Is that question solvable via Lagrange Multiplier or this method is only available for linear equality constraints?
If $A$ is a positive definite matrix then you can use usual Lagrangian methods but if $A$ is only positive semi-definite matrix then you have some constraint on the $x_s$ that is missing from your original question. For example, if $A=\left(\begin{array}{cc}0 & 0 \\0 & 1\end{array}\right)$ and $c=(-1,2)$ then there is no bounded solution.
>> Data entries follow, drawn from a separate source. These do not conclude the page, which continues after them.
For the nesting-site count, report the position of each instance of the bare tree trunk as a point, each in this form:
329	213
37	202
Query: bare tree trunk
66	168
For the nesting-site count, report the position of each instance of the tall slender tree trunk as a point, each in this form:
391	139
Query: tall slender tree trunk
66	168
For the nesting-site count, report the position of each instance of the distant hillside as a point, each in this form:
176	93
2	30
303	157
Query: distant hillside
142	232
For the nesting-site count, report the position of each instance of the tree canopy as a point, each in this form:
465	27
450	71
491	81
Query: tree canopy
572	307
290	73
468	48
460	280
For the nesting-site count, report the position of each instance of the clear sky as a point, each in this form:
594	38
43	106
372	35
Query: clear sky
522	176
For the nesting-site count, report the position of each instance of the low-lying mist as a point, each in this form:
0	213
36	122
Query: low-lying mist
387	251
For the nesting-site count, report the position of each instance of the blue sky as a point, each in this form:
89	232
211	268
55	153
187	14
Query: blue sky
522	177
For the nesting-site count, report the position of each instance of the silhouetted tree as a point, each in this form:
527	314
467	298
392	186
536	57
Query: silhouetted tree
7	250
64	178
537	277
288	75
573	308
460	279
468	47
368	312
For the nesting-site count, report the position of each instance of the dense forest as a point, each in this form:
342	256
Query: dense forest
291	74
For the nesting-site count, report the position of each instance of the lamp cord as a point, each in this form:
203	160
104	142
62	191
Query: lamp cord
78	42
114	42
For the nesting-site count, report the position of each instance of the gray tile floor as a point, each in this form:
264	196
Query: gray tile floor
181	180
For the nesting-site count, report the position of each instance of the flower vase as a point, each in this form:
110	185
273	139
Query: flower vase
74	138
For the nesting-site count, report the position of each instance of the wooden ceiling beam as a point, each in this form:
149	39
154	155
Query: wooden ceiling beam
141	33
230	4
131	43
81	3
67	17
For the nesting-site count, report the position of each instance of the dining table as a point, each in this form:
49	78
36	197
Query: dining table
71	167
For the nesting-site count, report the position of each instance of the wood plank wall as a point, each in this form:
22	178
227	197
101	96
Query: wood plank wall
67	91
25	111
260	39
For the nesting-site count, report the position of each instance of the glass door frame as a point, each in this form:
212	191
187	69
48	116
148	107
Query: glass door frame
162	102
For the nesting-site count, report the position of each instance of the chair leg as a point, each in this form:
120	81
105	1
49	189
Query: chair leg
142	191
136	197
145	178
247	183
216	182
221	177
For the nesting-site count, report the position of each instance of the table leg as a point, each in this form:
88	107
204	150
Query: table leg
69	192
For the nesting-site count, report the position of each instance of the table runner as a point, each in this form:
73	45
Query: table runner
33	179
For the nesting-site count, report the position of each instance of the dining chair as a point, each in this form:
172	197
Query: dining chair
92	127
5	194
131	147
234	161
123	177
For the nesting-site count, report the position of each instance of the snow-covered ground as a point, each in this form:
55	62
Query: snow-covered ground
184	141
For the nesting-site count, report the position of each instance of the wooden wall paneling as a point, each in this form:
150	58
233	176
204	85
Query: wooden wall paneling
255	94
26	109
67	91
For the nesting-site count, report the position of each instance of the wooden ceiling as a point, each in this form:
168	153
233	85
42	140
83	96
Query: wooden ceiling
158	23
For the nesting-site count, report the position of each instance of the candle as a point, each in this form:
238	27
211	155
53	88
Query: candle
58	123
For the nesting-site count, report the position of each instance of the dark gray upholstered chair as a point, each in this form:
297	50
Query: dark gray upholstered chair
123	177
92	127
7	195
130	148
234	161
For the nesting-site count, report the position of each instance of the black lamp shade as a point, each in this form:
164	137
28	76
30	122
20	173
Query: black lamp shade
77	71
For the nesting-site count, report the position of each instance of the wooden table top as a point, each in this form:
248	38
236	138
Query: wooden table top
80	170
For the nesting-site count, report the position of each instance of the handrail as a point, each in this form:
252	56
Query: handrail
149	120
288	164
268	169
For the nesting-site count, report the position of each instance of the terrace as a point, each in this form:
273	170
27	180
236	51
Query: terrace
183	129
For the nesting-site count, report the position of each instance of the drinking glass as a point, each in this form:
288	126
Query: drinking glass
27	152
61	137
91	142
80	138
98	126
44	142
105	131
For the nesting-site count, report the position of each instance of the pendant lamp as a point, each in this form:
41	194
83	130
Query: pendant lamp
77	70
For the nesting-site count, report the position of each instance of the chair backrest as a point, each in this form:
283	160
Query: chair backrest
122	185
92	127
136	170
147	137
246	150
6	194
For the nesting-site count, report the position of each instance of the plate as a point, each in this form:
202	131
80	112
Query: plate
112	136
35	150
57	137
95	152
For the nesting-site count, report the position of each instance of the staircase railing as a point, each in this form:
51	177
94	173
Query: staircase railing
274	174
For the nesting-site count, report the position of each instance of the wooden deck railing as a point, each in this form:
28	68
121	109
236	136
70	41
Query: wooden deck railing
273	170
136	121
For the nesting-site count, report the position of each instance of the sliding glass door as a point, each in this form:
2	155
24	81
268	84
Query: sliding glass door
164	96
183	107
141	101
The "solution" in this example is $x_1=-\infty$ and $x_2=1$.
In what follows I assume $A$ is a positive definite matrix.
The first-order condition for the optimization problem give us:
$$c - \lambda\,\left(A^t+A\right)x=0 \Rightarrow x=\dfrac{\left(A^t+A\right)^{-1}c}{\lambda}\Rightarrow x^tAx=\dfrac{c^t \left(\left(A^t+A\right)^{-1}\right)^tA\left(A^t+A\right)^{-1}c}{\lambda^2}=\dfrac{c^t \left(A^t+A\right)^{-1}A\left(A^t+A\right)^{-1}c}{\lambda^2}=1$$ where $\left(A^t+A\right)^{-1}$ is the inverse matrix of $\left(A^t+A\right)$ (notice that the existence of $\left(A^t+A\right)^{-1}$ is not guaranteed if $A$ were to be only semi definite). So $\lambda=\sqrt{c^t \left(A^t+A\right)^{-1}A\left(A^t+A\right)^{-1}c}$ and we finally get: $$ \boxed{x=\dfrac{\left(A^t+A\right)^{-1}c}{\sqrt{c^t \left(A^t+A\right)^{-1}A\left(A^t+A\right)^{-1}c}}}.$$
Suggestion: don't get intimidated with vector calculus. It always helps to do simpler versions of the problem in $\mathbb{R}^2$ to check you are on the right track.
Side work: $\nabla_x\left( c^t x\right) = c$ so $\nabla_x\left( y^tAx\right)= A^t y$ and $\nabla_y\left( y^tAx\right)= Ax$.